第80章 面圣
敬天法祖。
匾额的意思很明显,甚至可以说是浅显。
但是听着皇帝撕碎温和的外表,发出严厉的喝问。
孙绍祖哪里敢吱声。
“说。”
皇帝不依不饶。
孙绍祖只好低头答道:
“观天之象,究天之极,行天之道,谓之敬天。”
“安祖于土,守祖于陵,习祖于慧,谓之法祖。”
皇帝的追问紧随其后:“你可办到了?”
这一声喝问,立马让已有揣测的孙绍祖浑身冒汗。
“草民,不敢不敬天,不敢不敬天子。”
不敬天子,这才是要害。
他一个转念,就懂了。
“啪。”
一样东西,被丢在孙绍祖面前。
“这可是你的会试卷?”
孙绍祖拿到手里一看,正是他的答卷,而且是原文答卷。
皇帝不等他承认,直接说:“八股文似模似样,规规矩矩,但是后文的策问题,却激进十足,何以前后反差如此之大?”
这正是孙绍祖会试卷矛盾的地方。
前后文差异极大。
甚至让人怀疑不是一人所作。
如果不是卢太初在他面前保证,并无作弊的可能,今天就不是召见,而是直接锁拿下狱,甚至处死了。
毕竟,科举舞弊,是大罪。
之前顺天府乡试的处置,已经证明了皇帝对科举舞弊的零容忍。
而欺君更是死罪:
“莫非,你是胡乱揣摩朕的意思,故意炮制了这样一份观点激进,势必引起朝野动荡之策?”
这才是让皇帝心里不满的真因所在。
孙绍祖心里大汗。
原来是误会了。
可这个误会,他解不开,毕竟那八股文,是剽窃的后世之作,根本不是他自己的手笔。
也许冥冥中自有神助,他念头电转,很快想到了一个合适的借口。
“陛下,草民一心科举,只求金榜题名,所以在八股文上,便力求无有错漏,这才有这稳正之文风。”

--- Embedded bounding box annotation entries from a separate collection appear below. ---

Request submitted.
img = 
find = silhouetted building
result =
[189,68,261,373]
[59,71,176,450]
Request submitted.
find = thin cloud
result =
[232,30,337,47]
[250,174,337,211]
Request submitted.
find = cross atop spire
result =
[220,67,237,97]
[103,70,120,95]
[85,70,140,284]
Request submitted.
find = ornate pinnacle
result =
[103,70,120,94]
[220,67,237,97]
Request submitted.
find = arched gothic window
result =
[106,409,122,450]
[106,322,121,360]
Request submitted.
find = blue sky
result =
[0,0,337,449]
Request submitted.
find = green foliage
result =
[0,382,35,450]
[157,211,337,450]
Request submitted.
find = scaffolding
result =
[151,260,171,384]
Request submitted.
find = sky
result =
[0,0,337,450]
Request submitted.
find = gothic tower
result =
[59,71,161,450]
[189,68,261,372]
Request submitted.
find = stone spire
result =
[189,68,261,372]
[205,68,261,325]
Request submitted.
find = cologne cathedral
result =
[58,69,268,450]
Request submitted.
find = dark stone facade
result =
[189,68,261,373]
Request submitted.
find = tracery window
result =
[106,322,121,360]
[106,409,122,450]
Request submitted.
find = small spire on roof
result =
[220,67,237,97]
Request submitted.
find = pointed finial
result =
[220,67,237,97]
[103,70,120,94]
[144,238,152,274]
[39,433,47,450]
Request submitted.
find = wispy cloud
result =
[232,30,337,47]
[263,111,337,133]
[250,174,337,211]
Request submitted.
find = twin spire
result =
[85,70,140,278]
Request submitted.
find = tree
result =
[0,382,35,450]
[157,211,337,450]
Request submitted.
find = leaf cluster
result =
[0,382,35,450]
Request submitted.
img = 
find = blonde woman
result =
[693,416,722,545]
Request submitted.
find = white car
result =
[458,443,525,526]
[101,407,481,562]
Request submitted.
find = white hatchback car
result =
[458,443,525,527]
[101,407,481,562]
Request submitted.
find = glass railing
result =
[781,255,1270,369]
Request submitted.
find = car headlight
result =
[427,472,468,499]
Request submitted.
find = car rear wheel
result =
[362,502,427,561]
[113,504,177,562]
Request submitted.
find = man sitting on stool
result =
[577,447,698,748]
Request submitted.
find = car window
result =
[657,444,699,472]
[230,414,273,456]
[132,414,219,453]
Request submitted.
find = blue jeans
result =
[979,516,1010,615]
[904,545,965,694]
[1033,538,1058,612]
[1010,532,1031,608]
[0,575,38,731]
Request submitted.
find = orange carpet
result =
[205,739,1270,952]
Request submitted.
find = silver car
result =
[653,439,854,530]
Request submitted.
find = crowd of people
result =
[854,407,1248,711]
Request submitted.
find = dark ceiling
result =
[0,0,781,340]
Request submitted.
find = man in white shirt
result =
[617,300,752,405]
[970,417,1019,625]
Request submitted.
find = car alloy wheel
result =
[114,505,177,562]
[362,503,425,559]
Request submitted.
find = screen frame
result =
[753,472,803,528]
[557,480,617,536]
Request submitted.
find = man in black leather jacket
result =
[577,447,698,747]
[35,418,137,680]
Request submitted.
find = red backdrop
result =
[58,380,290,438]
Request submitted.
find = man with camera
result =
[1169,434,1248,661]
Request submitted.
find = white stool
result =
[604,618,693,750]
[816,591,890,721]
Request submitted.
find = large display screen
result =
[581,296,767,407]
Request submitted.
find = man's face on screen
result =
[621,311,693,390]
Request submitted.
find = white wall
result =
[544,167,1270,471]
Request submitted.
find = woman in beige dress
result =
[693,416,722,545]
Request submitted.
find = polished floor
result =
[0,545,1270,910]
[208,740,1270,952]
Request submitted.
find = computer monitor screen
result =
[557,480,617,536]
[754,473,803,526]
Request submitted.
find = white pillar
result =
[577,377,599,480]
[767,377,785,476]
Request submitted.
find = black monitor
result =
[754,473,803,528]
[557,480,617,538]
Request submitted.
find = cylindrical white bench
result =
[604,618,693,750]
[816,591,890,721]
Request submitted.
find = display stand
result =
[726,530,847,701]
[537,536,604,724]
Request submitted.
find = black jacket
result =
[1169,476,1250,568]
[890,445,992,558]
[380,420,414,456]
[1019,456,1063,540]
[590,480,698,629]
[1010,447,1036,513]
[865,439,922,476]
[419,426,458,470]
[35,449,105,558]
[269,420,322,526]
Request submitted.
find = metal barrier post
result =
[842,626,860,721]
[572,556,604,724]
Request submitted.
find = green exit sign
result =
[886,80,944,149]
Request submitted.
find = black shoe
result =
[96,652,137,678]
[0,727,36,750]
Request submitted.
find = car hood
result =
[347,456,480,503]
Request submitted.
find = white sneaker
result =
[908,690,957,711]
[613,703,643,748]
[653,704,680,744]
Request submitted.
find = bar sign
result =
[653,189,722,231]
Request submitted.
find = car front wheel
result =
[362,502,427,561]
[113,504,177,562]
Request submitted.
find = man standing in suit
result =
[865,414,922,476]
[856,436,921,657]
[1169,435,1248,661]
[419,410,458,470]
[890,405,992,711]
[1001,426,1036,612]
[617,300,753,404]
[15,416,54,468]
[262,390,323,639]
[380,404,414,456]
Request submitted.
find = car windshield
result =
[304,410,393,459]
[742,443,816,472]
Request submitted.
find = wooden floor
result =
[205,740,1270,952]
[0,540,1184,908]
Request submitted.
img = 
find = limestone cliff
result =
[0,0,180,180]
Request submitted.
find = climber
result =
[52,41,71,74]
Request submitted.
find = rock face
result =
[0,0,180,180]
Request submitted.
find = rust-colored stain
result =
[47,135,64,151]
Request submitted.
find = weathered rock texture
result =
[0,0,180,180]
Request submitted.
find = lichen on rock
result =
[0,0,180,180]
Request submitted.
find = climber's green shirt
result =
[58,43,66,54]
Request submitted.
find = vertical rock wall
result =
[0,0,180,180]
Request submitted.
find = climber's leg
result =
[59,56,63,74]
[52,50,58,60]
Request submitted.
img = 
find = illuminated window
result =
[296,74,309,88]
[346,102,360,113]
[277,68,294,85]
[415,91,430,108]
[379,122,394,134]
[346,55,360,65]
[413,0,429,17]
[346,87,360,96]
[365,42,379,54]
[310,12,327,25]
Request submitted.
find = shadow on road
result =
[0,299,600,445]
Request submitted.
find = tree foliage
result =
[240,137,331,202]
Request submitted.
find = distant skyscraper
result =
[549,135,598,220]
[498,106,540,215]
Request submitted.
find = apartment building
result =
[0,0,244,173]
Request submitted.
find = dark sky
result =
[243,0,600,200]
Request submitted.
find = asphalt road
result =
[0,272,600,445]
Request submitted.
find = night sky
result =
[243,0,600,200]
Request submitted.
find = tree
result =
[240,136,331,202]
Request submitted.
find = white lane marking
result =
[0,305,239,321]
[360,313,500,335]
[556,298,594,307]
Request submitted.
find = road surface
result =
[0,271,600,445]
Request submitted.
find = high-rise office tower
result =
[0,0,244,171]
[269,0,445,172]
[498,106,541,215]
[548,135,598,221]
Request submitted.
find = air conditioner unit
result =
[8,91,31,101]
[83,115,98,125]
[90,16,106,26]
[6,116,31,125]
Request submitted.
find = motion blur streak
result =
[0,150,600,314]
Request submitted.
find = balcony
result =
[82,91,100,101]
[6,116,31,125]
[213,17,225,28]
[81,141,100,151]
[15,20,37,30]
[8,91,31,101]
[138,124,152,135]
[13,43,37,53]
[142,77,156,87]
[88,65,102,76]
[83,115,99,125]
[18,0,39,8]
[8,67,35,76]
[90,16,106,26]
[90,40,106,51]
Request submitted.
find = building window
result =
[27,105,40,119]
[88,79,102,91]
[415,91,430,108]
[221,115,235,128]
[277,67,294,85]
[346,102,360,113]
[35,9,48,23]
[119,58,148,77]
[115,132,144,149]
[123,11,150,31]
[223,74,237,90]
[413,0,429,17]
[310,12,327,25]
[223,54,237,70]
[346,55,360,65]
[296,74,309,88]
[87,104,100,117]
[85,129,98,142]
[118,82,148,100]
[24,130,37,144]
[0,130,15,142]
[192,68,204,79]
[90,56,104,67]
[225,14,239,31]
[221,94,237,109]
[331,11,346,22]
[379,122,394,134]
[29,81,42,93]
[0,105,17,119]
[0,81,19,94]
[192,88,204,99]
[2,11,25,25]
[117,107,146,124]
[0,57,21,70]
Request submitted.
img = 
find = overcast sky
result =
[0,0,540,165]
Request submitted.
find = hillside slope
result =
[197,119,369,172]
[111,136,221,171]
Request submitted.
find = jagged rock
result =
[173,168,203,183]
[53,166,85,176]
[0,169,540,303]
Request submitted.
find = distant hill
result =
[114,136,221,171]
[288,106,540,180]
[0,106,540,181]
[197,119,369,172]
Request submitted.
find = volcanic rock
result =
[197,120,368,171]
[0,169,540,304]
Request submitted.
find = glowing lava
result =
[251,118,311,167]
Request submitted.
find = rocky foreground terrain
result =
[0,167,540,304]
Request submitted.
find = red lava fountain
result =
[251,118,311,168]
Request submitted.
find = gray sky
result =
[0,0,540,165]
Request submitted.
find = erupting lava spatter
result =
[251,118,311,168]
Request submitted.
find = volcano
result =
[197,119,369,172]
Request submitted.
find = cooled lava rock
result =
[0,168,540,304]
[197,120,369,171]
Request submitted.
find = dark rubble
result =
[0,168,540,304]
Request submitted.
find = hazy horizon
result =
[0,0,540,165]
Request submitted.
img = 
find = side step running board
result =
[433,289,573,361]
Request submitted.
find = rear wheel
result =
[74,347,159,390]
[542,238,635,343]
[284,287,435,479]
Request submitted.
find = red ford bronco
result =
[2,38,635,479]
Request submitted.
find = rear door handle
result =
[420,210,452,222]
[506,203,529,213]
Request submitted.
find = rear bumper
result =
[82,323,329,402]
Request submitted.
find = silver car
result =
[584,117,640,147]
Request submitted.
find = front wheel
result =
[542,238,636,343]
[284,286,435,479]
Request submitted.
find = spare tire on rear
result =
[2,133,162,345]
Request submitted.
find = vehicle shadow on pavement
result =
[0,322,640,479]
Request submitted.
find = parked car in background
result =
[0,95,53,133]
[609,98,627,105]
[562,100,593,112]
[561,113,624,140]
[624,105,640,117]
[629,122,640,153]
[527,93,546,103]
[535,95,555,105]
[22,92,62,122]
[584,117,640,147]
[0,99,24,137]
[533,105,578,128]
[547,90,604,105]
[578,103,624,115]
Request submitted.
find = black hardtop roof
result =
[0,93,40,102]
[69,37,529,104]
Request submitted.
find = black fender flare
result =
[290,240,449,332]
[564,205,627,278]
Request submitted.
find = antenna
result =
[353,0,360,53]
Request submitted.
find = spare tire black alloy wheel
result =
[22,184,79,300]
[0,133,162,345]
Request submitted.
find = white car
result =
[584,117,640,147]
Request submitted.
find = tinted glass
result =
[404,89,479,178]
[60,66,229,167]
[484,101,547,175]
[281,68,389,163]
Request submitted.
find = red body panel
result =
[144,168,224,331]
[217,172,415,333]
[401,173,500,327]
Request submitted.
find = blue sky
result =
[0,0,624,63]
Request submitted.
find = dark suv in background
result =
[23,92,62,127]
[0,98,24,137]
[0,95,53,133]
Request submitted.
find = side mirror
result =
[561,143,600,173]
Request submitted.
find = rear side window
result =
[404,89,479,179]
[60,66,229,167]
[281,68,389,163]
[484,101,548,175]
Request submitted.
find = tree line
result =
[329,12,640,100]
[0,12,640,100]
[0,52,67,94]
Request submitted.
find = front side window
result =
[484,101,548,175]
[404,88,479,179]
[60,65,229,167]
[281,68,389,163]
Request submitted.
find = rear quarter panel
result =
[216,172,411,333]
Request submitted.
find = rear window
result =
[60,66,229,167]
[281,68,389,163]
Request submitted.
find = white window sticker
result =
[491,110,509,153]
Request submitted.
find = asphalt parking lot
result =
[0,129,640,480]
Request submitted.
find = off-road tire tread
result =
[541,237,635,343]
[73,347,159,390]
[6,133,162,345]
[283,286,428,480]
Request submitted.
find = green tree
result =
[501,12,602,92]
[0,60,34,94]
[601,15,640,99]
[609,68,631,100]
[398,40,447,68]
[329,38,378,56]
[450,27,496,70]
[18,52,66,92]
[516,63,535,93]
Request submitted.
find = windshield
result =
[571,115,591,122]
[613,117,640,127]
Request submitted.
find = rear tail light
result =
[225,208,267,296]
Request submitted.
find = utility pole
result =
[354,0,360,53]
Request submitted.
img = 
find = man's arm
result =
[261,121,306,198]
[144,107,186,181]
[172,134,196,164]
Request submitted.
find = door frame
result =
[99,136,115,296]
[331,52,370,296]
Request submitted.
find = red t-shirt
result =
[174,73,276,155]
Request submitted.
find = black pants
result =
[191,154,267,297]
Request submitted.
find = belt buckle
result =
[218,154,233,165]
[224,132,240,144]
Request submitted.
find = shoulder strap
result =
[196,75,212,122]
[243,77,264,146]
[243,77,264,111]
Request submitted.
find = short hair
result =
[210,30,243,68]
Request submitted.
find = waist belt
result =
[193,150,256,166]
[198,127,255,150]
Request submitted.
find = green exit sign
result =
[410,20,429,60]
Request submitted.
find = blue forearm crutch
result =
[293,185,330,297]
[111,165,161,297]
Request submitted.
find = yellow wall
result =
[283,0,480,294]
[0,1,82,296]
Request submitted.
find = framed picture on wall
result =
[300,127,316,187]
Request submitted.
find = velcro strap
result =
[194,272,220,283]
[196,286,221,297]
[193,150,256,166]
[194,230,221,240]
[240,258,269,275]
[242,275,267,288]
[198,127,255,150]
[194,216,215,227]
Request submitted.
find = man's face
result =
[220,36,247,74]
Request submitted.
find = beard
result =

“至于边策,草民以为此乃国之大事,当直抒胸臆,力陈详略,呈于陛下面前。”
“此策无论激起怎样的惊涛骇浪,也可让陛下不为朝野所蔽,不知虏贼之恶心恶行。”
这个借口,算不得精妙,但是皇帝听了后,显然态度缓和了。
“起来吧。”
孙绍祖跪了半天,这才站起。
“拿过来。”
孙绍祖一愣,赶紧上前两步,想将会试卷递给皇帝。
但他很快被一个太监挡住了。
“万岁面前,还不止步?”
伸手拦住,拿走了他手里的答卷。
皇帝看着他手足无措的站在那里,心下突然松了口气:“原来他什么都不懂,这样看来,他果是赤子之心了。”
在这个世界,无论是谁,见了皇帝,哪个不诚惶诚恐?
可是孙绍祖来自后世,很多行为习惯,都保持了下来。
比如在孙府每天喝的白开水。
比如见到世间主宰的皇帝,并无奴心奴性。
其行为洒脱,让皇帝误以为,孙绍祖是赤子之心。
这番解释,虽然不能完全打消皇帝的疑心,但到这种程度,也算是一个明确的交代。
皇帝不再揪着此事,转而问起边策。
当然,不是细节,更不是成因。
“你可知朝廷对于金人金朝的判断?”
对于这点,孙绍祖只是通过这几年听到的边角料,有个粗浅的认知,具体的情况,自然不知。
“草民不知。”
皇帝沉声说道:“自前朝起,金人犯我边界已有数十年,到今天为止,也不过是占据一隅之地,暂时并无祸国之危。”
微微抬头,将目光从会试卷上离开,看着孙绍祖:
“我朝亦有几十年,跟金人对峙,但一直并无激烈冲突,朝野上下都算镇定。”
“何以你敢断言,胡虏有亡我朝之心?”
“而且是顷刻即至。”
“又说什么当下甚至比不得前朝崇祯时期,若是虏贼南下,甚至挡不住十几年?”
声音越说越大,语气越说越严厉。
“莫非你在妖言惑众,企图祸乱朝纲?”
最后一句,震动整个大殿。
身前的原本站着的太监,吓得立马跪了下去。
“砰砰砰。”
太监一边磕头,一边说着“万岁爷息怒,万岁爷息怒”。
若是一般人,听了皇帝这话,只怕比眼前的太监都不如。
但是孙绍祖自从进了大殿,就已经将全部的心神投入其中,当他偷眼发现皇帝几次翻看他的边策后,心里早就定了下来。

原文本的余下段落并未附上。